Nous avons perdu, la sixième extinction de masse est en train d'advenir alors qu'on encule les mouches en créant des pistes cyclable dans cette putain de nécropole qui pue la merde qu'on appelle Paris. Dommage.
J'étais enfant il y à vingt cinq ans. Dans le jardins de la maison de mes parents, on trouvait alors plusieurs espèces de fourmis, il suffisait de soulever une pierre dans les plates bandes pour voir détaler les araignées, les cloportes et les milles pates. Des papillons butinaient les fleurs que ma mère plantait autour de la maison, les abeilles envahissaient les plants de lavandes dans un bourdonnement permanent. Il y avait des campagnols, des musaraignes, des taupes, des chauves souris. Il y avait des mantes religieuse en chasse dans un énormes plant de pivoines roses. Les fourmis allait traire les cochenilles et les pucerons qui paissaient sur les branches d'un boulot au milieu du jardin. Ces même fourmis était noires, rousses, jaune, rouges, avec des formes différentes que j'observais à la loupe. On leurs donnait à chasser de petite chenille vertes que l'on trouvait parfois sous les feuilles. il y en avait tellement que les mésange n'arrivaient pas à toute les manger. Il y avait des scarabée qui parfois poussait jusqu'à ce jardin depuis la forêt voisine, il était noir, vert émeraude, brun. L'été, les hannetons volaient en masse autour du grand tilleul, dont le parfum des fleurs remontait jusque dans ma chambre au premier étages, par la fenêtre ouverte. La nuit, sauterelles et grillons donnaient à entendre un concert amoureux.

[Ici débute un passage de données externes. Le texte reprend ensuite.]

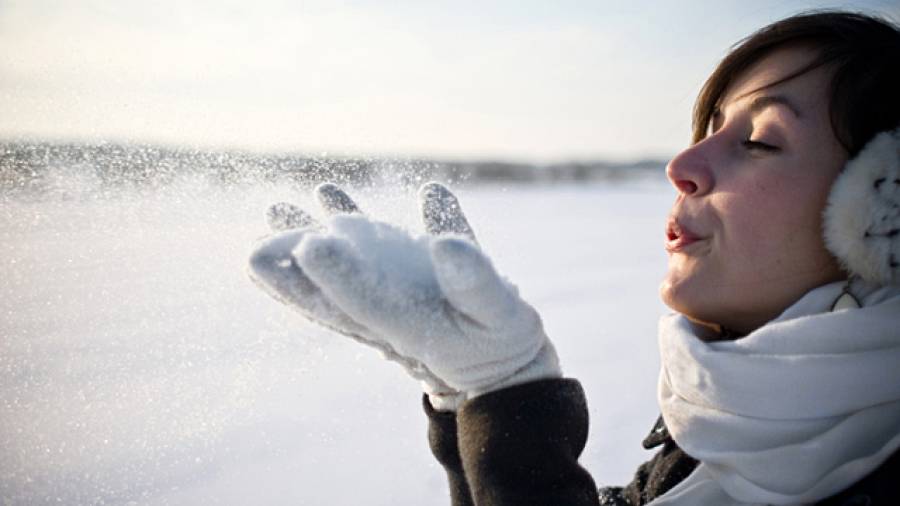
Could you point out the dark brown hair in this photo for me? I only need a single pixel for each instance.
(864, 52)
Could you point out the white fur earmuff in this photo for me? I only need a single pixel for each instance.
(862, 217)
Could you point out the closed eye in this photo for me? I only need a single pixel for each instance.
(759, 146)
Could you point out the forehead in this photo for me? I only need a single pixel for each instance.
(807, 89)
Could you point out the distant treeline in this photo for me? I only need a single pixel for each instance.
(36, 166)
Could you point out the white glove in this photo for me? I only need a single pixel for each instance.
(432, 303)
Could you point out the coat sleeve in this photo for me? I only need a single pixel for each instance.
(520, 446)
(442, 439)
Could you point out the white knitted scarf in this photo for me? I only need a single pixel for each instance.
(793, 413)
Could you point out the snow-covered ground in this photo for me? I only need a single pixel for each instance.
(139, 365)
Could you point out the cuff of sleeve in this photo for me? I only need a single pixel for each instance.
(544, 366)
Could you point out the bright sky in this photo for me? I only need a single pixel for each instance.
(512, 79)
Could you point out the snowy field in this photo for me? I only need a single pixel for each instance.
(139, 365)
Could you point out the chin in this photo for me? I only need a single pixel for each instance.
(698, 305)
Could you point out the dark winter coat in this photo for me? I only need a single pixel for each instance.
(520, 446)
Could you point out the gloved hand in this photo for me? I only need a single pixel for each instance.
(432, 303)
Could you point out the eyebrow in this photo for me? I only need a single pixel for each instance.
(759, 104)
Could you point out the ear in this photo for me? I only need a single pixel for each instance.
(862, 217)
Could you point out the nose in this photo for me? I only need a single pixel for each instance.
(690, 171)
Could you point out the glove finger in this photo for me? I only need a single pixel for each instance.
(286, 216)
(334, 200)
(274, 269)
(472, 285)
(383, 296)
(441, 212)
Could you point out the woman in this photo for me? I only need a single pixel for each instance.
(779, 380)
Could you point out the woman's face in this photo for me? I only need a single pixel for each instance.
(744, 236)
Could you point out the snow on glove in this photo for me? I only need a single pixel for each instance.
(434, 300)
(274, 269)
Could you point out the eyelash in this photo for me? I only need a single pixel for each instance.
(761, 146)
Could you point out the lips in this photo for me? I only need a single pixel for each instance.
(679, 237)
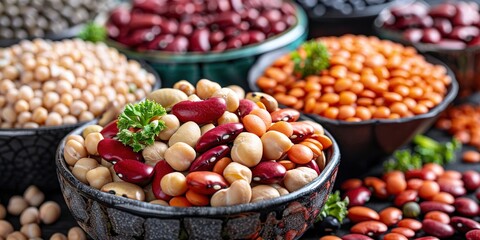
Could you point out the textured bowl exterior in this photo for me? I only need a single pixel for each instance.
(105, 216)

Une diversité incroyable dont je ne soupçonnait pas la richesse.
Aujourd'hui il n'y a plus rien, ou presque.
Les fourmis sont partis, tout comme les petits mammifères, presque plus de papillons, presque plus d'abeille, les plates bandes sont devenu le terrain de vie des gendarmes, ces punaises rouges qui prolifèrent en occupant les niches laisser vacante par les autres insectes. Plus de sauterelles et de grillons depuis très longtemps, plus de scarabées. Il y à moins d'oiseau dans le jardin, il n'y a presque plus de lézards, les bourdons butinent encore, les abeilles ne sont plus.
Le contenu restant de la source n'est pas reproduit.